As of Thursday, 99 container ships were waiting outside North American ports, a significant improvement from the beginning of the year.There is still a long way to go to clear the backlog of ships. But the current reading is back to June levels and down 35% from its recent peak.


The number of ships waiting outside North American ports peaked at about 150 in January, almost all of them on the west coast. The number of ships in the queue has dwindled throughout the spring as the port of Los Angeles/Long Beach has seen a reduction in cargo traffic.


At the end of July, the number of ships in the queue rebounded to more than 150, driven by congestion at ports along the East Coast and Gulf Coast. Since then, the number of ships in the queue has gradually declined.

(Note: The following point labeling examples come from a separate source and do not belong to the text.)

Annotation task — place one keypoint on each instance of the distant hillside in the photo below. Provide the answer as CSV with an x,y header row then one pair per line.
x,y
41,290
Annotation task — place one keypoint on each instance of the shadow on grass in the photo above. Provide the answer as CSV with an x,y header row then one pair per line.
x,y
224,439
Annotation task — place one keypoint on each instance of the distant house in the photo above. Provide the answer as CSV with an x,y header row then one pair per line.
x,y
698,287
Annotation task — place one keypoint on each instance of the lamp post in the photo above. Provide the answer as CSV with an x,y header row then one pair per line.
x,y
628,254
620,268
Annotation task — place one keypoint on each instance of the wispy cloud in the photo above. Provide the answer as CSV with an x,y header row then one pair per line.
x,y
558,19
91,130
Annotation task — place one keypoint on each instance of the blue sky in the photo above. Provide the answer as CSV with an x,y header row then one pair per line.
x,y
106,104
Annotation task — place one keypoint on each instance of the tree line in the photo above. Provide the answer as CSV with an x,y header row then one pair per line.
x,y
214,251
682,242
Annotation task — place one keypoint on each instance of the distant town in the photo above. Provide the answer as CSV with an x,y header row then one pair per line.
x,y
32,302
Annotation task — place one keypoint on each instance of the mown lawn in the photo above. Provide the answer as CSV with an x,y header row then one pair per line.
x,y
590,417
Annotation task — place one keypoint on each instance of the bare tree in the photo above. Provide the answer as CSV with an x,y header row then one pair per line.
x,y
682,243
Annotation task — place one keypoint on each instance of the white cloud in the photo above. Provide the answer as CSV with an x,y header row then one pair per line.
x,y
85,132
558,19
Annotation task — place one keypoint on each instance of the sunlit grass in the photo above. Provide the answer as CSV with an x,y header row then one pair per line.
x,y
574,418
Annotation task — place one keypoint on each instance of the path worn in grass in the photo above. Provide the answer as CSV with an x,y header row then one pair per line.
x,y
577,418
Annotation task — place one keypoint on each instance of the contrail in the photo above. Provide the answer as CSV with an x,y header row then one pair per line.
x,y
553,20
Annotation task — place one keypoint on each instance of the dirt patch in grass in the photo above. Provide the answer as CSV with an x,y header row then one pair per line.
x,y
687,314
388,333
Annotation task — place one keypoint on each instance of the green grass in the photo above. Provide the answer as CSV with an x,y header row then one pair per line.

As of noon Thursday, there were 27 container ships on the West Coast and 72 on the East and Gulf Coasts, according to MarineTraffic location data and the latest ship queue lists from California ports.


The port of Savannah, Georgia, still has the largest queue, with 29 container ships waiting to dock, but that is down from the 48 reported in early August. Griff Lynch, executive director of the Georgia Port Authority (GPA), said "the easing in demand is expected to help U.S. ports address the backlog" of ships, with the Port of Savannah expected to clear its queue by the end of November.


The Port of Houston was next, with 17 vessels waiting outside the port as of Thursday, down from about 20 last month. At other ports on the East Coast and Gulf Coast, 14 container ships are waiting for berths at the Port of New York-New Jersey, seven at the port of Virginia, two at the port of Florida, two at the Port of New Orleans and one at the Port of Charleston, South Carolina.


The backlog of ships at West Coast ports continues to shrink. Only seven container ships were waiting for berths outside the Ports of Los Angeles/Long Beach on Thursday. The port complex, once a congested hub for container ships, peaked on Jan. 9 this year with 109 ships waiting to dock.




As the number of ships in the queue at the port dwindles, waiting capacity is released into the market. This increases the effective ship capacity and the number of available Spaces. The easing of port congestion puts downward pressure on spot rates if it is not offset by empty sailings or suspension of service by carriers.